Hi everyone. I'm a DevOps engineer at the startup I work at and I'm currently experimenting with an architecture for a Neo4j database: basically I want to have two Causal Clusters of 3 nodes each, one of which will always be off at any given time (i.e. the two clusters, let's call them A and B, are mutually exclusive). Now, what I also want is to separate the data out from the VMs of the clusters, so what I did is I created a NFS server that exports directories for the following file locations: /var/lib/neo4j/data
, /var/lib/neo4j/import
, /var/lib/neo4j/logs
, /var/lib/neo4j/metrics
. What I also want is that the data is shared between the two clusters (that is, if I turn cluster A off and turn cluster B on I expect the data that was added while cluster A was on to still be present when querying using cluster B). I created a proof of concept of my desired architecture, and at first it seemed to work: I logged into the DB using cypher-shell
from cluster A, changed the password because of the change in data
location, added a node, no issue at all. Then I tried to turn cluster A off and turn cluster B on to see if it worked like I wanted, but I ran into the following problem: at first I couldn't connect to the DB using cypher-shell
using the neo4j
scheme, I had to fall back to bolt
. I quickly checked if the data that was added from cluster A was present, and to my delight it was there. However, what happened next was very disturbing: in the output of :show databases
all the VMs in cluster B were FOLLOWER
for all databases. That means, no writes could be processed at all. I turned off cluster B and turned on cluster A to see if that was still working, but the situation was exactly the same (all followers, no writes allowed).
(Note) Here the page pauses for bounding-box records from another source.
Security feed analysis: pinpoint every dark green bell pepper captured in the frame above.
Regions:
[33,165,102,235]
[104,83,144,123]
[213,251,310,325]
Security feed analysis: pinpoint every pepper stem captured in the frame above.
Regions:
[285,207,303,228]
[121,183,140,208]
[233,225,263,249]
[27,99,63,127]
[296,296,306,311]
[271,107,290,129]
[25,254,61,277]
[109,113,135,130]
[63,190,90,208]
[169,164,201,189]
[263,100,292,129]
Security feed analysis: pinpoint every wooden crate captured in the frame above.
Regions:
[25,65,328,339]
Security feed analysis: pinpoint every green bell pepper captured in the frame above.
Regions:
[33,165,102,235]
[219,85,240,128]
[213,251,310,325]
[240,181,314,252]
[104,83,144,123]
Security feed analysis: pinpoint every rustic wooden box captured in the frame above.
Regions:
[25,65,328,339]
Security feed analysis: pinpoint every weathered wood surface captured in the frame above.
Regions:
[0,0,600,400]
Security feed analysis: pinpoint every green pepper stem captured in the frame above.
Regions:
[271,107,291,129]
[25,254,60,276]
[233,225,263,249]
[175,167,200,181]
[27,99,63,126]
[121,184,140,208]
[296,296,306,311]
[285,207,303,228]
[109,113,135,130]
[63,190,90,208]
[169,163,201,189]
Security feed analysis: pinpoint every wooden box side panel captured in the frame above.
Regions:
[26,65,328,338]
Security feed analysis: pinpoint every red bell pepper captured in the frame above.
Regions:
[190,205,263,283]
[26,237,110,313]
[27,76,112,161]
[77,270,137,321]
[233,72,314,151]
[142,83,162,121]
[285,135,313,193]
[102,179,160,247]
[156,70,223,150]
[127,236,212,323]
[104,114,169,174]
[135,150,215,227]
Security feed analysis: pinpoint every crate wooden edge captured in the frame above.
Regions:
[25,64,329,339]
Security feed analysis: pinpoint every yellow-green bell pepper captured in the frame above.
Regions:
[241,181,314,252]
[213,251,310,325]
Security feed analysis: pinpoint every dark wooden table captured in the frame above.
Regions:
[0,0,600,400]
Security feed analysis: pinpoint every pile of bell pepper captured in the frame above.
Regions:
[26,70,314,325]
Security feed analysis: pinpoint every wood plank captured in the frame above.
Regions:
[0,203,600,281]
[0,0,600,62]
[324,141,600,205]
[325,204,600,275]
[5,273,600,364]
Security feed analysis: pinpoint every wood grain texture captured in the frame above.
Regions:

Can somebody help me figure out what's going on? Is there a way to trigger a Leader election manually? Or is there a better solution that I'm not seeing? Is what I want to achieve even possible?
I'm sorry for hitting you with a bunch of words and no actual outputs and diagrams. I don't have time to draw them and fetch logs and post them right now, but I'll be sure to do that tomorrow if that could help in understanding the architecture I'm trying to create and solving the problem.
Thanks in advance for any help with this.